To receive an OCPD diagnosis, 4 or more of the following DSM-5-TR criteria must be met:
- preoccupation with details, organization, or rules that override the activity itself
- perfectionism that interferes with completing a task
- inflexibility on morals and ethics
- extreme work devotion at the expense of social events and relationships
- inability to get rid of possessions, even if they have no sentimental value
- reluctance to spend money because it might be necessary for future disasters
- inability to delegate tasks unless they’re performed in an exact way
OCPD is more common in men than in women, and it’s possible to have many traits of OCPD without a fully diagnosed disorder.
When you live with dependent personality disorder, you may experience a persistent fear of separation and exhibit submissive, overly-attached behaviors that come from a deep need to be taken care of.
Unlike other disorders that may share similar fears of abandonment, dependent personality disorder is rooted in an intense need to receive care.
Symptoms and criteria
When you live with this condition, you may find it challenging to make even simple decisions without guidance.

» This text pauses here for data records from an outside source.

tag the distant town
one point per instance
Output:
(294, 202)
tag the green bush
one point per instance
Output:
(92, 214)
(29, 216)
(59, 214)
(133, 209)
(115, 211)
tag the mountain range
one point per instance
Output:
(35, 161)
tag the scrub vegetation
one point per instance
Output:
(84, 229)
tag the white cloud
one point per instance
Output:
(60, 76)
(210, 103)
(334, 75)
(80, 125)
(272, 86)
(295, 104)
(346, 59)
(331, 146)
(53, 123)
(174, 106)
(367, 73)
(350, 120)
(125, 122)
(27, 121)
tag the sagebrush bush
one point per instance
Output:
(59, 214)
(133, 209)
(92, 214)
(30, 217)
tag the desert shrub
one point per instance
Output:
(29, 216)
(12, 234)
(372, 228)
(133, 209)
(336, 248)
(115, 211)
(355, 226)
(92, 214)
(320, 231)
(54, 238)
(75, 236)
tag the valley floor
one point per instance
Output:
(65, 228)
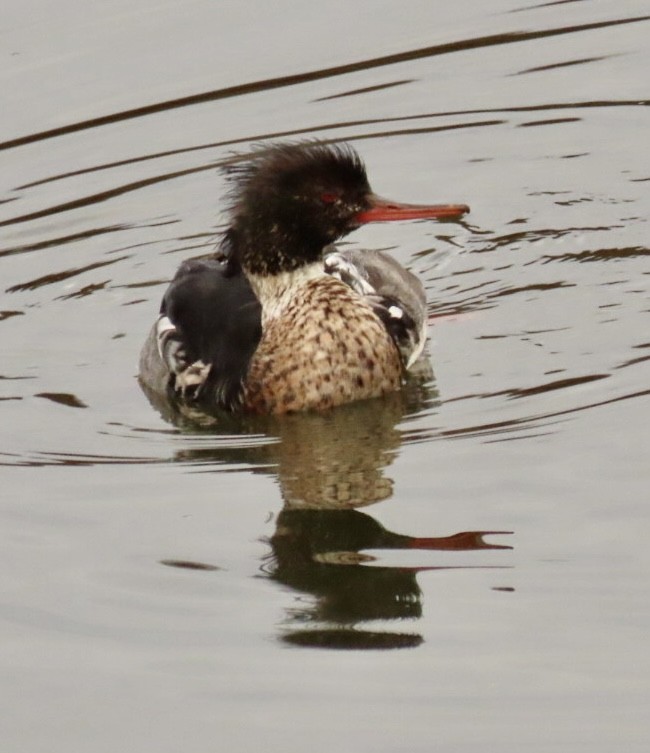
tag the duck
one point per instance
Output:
(279, 320)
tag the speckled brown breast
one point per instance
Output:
(326, 348)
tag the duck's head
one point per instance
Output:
(291, 200)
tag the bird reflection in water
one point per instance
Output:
(329, 465)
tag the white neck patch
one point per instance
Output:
(275, 292)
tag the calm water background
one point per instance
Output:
(326, 583)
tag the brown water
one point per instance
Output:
(463, 567)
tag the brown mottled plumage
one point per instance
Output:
(264, 326)
(326, 348)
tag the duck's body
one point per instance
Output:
(281, 321)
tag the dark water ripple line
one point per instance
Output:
(60, 276)
(145, 182)
(62, 240)
(564, 64)
(239, 90)
(509, 426)
(269, 136)
(601, 254)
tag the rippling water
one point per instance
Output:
(174, 583)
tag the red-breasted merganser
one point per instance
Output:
(279, 320)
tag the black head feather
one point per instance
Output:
(289, 201)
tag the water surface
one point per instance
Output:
(459, 567)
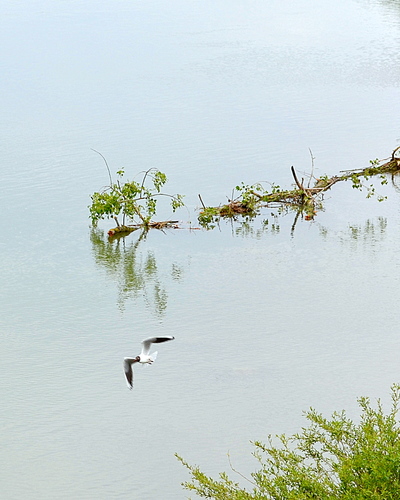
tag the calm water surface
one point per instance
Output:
(268, 321)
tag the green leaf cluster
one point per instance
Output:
(132, 199)
(331, 459)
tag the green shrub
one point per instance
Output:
(332, 458)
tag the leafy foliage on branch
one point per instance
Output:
(131, 199)
(332, 459)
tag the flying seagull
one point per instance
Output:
(143, 358)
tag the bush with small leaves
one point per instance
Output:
(332, 459)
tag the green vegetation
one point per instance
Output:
(303, 199)
(333, 458)
(136, 201)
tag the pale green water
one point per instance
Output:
(267, 322)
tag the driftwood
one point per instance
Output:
(122, 229)
(303, 199)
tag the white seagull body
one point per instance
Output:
(144, 357)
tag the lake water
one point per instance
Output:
(268, 321)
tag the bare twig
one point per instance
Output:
(237, 472)
(201, 201)
(105, 161)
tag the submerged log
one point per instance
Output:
(122, 229)
(303, 199)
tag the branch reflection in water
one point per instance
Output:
(133, 268)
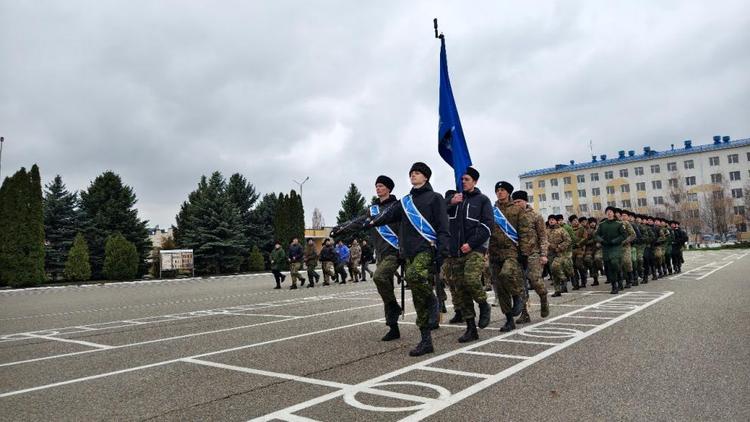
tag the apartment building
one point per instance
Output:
(646, 182)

You might also engage in extreme people-pleasing and submissive behaviors to ensure your caregiver stays close.
To receive a dependent personality disorder diagnosis, the DSM-5-TR states that five or more of the following criteria must be met:
- needing someone else to assume responsibility for major life areas
- difficulty making decisions without direction and reassurance
- fear of confrontation due to unrealistic fears of disapproval
- going to extreme, often unpleasant lengths just to feel support and nurturing
- difficulty showing initiative as a result of self-doubt
- fears about an inability to care for yourself make being alone uncomfortable
- intensely seeking a new supportive relationship when the current supportive one ends
- preoccupation with fears about having to provide self-care
Research into dependent personality disorder is ongoing. Due to its many presentations, additional subtypes
Avoidant personality disorder is characterized by feelings of inadequacy, hesitation to engage in social situations, and intense emotional response to criticism. Emotional unavailability may also be a symptom.

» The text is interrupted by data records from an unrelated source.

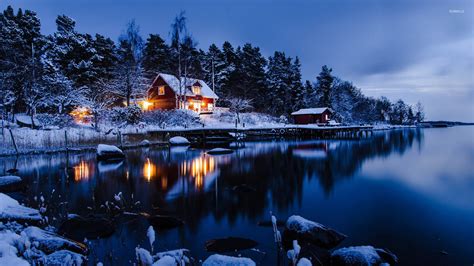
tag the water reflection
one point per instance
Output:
(298, 176)
(82, 171)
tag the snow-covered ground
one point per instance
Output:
(53, 138)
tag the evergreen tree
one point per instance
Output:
(324, 86)
(297, 89)
(279, 78)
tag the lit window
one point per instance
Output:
(196, 90)
(161, 90)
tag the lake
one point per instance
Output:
(411, 191)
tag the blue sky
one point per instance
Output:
(414, 50)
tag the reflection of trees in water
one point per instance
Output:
(183, 182)
(277, 175)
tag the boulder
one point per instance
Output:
(109, 152)
(308, 231)
(11, 210)
(222, 260)
(362, 255)
(11, 183)
(178, 141)
(49, 242)
(77, 227)
(163, 222)
(63, 257)
(230, 244)
(217, 151)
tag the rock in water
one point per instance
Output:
(62, 257)
(11, 210)
(162, 222)
(222, 260)
(305, 230)
(10, 183)
(49, 242)
(217, 151)
(109, 152)
(362, 255)
(77, 227)
(178, 141)
(230, 244)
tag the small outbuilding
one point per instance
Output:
(320, 115)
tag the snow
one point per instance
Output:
(173, 83)
(63, 257)
(304, 262)
(178, 140)
(360, 255)
(165, 261)
(9, 179)
(104, 149)
(11, 209)
(26, 120)
(223, 260)
(301, 225)
(8, 249)
(143, 256)
(311, 111)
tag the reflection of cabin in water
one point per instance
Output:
(165, 90)
(320, 115)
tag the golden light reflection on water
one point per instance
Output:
(149, 170)
(198, 168)
(81, 171)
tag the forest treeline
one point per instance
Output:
(57, 72)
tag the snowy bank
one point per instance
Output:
(178, 141)
(362, 255)
(109, 152)
(10, 209)
(222, 260)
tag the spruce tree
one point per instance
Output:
(324, 86)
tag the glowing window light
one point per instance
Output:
(149, 170)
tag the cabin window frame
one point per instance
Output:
(161, 90)
(196, 89)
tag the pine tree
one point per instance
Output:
(297, 89)
(324, 86)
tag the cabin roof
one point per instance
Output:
(312, 111)
(173, 82)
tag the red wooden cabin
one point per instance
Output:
(165, 90)
(312, 115)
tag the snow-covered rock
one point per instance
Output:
(25, 120)
(219, 151)
(10, 183)
(9, 242)
(107, 152)
(362, 255)
(304, 262)
(63, 257)
(305, 230)
(77, 227)
(178, 140)
(49, 242)
(222, 260)
(10, 209)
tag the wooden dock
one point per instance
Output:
(210, 135)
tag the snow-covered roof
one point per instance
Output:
(173, 82)
(311, 111)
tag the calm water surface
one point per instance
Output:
(411, 191)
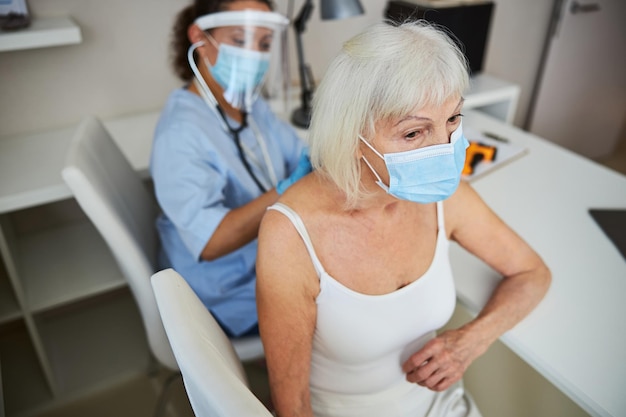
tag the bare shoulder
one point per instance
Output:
(464, 206)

Living with this condition can mean fear of rejection or harsh judgment prevents you from establishing interpersonal contact.
You might avoid job promotions, for example, social events with new people, or any situation that may require you to actively interact with others.
If someone does offer you a critique, even the mildest statements may cause intense emotional distress, causing you to question your self-worth.
Symptoms and criteria
In the DSM-5-TR, a diagnosis of avoidant personality disorder is received when four or more of the following criteria are met:
- active avoidance of social interaction out of fear of disapproval, rejection, or criticism
- unwillingness to engage with others unless you’re convinced they like you
- reluctance to try new things out of fear of being embarrassed
- extremely low sense of self-worth
- fixation on the possibility of criticism or rejection in social environments
- feelings of inadequacy prevent performance in new social situations
- fear of shame or ridicule prevents being fully open in intimate relationships
Treatment for cluster C personality disorders often involves a combination of psychotherapy and medications to help manage overlapping symptoms like anxiety and depression.
Most cluster C disorders benefit from cognitive behavioral therapy (CBT). This type of psychotherapy supports you in identifying unhelpful thoughts and behaviors — and then helps you to establish new, beneficial ones.
The treatment you receive will depend on which cluster C personality disorder you’re experiencing, the severity of your symptoms, and what areas of your life are heavily impacted.